Bulbasaur · 01/01/2015 16:06

I doubt that anyone who has had someone dear to them die from cancer ever considered it the best option!

We'd all like to die in our sleep, and we'd all like that for our loved ones. The fact is, that very rarely happens.

Every death is terrible, I won't get graphic but there is no clean or peaceful way for the body to break down even in a sudden death. A good death is an illusion, it always will be. The only difference between a sudden death and cancer is that you can watch it happen first hand. A sudden death you just hear about over the phone, and you can pretend it wasn't so bad.

If my grandmother didn't die of cancer, she'd have died another equally terrible way. She would still die and cancer didn't change that. Everyone is mortal, and everyone here will die one day. It is nice to be able to say good bye and wrap up loose ends. I'd rather be able to say good bye and know that a person was dying then to suddenly have them snatched from me. It was bittersweet, but we were all glad to say goodbye.

So yes, knowing a few people who died of cancer, and all death being equal, being able to say goodbye is the best option.

Loletta · 01/01/2015 16:11

This reply has been deleted

Message withdrawn at poster's request.

limitedperiodonly · 01/01/2015 16:12

Maybe I am judging him too harshly myself for assuming he cynically foresaw what would happen - the timing, the spin, the selective quotes.

It's possible. Has he been sitting on sofas to captalise on this?
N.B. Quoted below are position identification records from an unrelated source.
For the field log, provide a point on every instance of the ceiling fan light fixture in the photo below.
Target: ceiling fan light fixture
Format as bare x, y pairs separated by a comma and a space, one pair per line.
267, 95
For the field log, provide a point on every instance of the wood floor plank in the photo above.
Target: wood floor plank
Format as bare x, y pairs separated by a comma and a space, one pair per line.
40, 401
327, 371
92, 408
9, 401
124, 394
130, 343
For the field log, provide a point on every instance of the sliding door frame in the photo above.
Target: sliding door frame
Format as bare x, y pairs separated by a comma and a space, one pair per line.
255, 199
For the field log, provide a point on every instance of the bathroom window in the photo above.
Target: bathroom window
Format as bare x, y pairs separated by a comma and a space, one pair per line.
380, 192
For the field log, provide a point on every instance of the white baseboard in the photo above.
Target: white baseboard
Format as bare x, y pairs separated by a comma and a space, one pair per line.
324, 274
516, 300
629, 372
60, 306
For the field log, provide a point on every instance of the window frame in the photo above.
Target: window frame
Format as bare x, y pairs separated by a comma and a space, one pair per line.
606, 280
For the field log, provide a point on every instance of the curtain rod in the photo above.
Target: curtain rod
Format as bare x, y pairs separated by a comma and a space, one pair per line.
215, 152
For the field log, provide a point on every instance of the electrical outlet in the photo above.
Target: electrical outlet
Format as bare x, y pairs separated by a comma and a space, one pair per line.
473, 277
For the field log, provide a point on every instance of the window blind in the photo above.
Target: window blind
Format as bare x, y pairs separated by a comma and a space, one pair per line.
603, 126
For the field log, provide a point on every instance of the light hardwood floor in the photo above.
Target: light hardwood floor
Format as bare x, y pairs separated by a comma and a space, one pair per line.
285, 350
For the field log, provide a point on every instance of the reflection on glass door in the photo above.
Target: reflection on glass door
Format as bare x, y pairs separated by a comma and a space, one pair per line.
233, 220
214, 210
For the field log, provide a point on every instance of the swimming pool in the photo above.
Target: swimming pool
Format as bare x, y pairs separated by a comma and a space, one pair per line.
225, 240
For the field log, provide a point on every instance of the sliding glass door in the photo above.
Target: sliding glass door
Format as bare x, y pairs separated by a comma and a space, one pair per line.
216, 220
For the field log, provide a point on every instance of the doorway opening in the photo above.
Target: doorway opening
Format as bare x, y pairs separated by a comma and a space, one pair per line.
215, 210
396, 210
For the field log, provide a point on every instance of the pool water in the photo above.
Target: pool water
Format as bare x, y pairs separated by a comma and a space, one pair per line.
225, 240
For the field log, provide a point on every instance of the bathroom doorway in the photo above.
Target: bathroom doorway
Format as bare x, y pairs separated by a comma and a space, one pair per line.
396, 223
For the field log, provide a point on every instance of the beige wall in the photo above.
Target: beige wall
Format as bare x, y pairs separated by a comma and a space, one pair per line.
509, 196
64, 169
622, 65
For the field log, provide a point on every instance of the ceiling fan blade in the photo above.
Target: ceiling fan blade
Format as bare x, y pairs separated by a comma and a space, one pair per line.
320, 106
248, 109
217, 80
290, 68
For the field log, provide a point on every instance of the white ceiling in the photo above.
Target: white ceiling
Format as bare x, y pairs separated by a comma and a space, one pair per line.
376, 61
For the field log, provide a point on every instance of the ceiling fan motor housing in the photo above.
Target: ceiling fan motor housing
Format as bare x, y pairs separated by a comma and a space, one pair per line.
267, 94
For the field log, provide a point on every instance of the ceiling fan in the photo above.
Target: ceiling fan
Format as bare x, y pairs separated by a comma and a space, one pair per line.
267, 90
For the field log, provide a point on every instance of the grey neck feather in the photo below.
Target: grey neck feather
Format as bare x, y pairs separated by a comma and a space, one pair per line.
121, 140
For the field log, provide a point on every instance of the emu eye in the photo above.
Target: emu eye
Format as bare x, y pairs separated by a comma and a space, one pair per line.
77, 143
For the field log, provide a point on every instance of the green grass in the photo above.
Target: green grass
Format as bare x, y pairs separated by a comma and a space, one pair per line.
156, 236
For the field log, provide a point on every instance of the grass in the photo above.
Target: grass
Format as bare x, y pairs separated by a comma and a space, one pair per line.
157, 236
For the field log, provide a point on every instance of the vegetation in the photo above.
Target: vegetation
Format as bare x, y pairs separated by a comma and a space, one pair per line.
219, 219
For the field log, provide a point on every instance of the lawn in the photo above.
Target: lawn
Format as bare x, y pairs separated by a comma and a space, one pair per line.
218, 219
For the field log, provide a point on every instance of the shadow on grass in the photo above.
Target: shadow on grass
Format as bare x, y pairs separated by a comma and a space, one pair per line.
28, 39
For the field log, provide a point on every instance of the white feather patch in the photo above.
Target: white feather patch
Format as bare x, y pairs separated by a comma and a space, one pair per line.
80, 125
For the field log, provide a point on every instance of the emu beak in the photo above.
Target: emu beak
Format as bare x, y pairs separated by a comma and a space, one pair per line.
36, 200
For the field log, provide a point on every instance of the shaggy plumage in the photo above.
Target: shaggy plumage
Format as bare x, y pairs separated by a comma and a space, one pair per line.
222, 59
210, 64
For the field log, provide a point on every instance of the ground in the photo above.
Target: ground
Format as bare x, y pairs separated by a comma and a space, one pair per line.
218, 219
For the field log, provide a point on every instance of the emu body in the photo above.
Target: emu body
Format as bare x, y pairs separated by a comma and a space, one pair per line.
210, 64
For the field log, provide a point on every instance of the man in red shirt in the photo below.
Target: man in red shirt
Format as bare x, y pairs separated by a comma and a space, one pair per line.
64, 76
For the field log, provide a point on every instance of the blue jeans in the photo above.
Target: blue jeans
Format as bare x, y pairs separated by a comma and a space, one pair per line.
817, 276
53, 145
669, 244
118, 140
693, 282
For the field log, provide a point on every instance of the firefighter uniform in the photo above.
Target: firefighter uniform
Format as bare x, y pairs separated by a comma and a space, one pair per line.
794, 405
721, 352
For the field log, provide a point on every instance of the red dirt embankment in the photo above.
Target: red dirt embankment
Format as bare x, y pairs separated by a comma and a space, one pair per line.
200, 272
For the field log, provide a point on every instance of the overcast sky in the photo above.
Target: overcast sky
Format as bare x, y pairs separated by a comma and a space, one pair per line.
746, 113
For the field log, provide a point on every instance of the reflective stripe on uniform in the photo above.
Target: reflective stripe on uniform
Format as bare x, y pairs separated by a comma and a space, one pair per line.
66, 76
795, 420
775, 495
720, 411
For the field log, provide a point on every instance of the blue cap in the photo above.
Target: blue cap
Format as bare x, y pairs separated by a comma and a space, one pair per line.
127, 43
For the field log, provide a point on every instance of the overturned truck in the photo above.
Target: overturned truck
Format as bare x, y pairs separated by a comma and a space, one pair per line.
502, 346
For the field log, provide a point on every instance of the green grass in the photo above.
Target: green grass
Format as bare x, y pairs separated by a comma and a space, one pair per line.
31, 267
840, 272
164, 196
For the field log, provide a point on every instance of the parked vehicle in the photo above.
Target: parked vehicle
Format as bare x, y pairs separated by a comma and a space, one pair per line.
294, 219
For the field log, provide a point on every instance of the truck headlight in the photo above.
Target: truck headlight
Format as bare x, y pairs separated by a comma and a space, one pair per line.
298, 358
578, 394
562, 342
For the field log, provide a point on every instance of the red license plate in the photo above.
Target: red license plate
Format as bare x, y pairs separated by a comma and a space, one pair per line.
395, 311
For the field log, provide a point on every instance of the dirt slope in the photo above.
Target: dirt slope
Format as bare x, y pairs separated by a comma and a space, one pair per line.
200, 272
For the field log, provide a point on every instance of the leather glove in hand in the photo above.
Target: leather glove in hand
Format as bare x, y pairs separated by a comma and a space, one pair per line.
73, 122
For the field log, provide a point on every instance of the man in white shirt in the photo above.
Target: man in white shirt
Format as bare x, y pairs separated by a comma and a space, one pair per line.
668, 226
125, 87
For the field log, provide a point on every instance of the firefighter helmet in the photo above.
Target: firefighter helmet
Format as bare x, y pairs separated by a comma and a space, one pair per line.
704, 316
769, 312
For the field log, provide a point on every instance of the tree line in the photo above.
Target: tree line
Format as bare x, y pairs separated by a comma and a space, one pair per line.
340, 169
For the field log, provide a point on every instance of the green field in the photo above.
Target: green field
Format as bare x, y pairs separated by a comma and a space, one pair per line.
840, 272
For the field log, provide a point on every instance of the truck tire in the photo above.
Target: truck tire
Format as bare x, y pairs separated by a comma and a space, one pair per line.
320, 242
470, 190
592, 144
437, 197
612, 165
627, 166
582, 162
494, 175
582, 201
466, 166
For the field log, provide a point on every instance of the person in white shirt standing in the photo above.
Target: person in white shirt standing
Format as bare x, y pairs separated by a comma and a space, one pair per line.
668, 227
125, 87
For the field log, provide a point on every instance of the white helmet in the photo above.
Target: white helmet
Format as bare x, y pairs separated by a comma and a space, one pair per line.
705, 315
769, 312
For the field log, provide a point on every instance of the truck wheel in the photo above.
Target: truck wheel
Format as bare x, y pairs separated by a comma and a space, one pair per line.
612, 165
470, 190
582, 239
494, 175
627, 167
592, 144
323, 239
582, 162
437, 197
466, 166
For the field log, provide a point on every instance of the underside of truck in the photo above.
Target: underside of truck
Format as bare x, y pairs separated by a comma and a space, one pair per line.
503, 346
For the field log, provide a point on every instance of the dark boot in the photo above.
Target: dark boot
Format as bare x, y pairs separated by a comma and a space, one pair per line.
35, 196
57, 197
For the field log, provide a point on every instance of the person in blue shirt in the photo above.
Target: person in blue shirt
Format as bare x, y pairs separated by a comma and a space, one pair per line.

As far as I can work out, he wrote a short op-ed piece that got picked up by an eager beaver doing shifts at ITV news.

Nomama · 01/01/2015 16:13

limitedperiodonly thank you.

Dr Smith warned people to ‘stay away from overambitious oncologists’ and said that charities should stop wasting billions trying to cure the disease was repeated very often - my bold, words he didn't actually say.

I can see why so many are furious with him, the above being one example of the deliberate misrepresentation - note the inverted commas for the direct quotes! I doubt all the other quotes are in direct response to this piece, they can't be, given the dates, another false picture.

Why must this be done? We need to be able to discuss such things. We need to explore how to best use the ever growing/improving bank of medical knowledge we have access to, including how best to support families.

I would love to be able to discuss the experiences of those who survive the suicide of a mother... but tend to get shushed when I start on the negativity of feelings. Why? All emotions are relevant when you are bereaved, all of them!

limitedperiodonly · 01/01/2015 16:15

It's one of the most stupid and superficial articles I've ever read

That's not an interpretation with which I'd agree Loletta

But each to their own.

thecatfromjapan · 01/01/2015 16:18

Limitedperiodonly - I'm finding it fascinating to see how many people actively choose not to read the original source.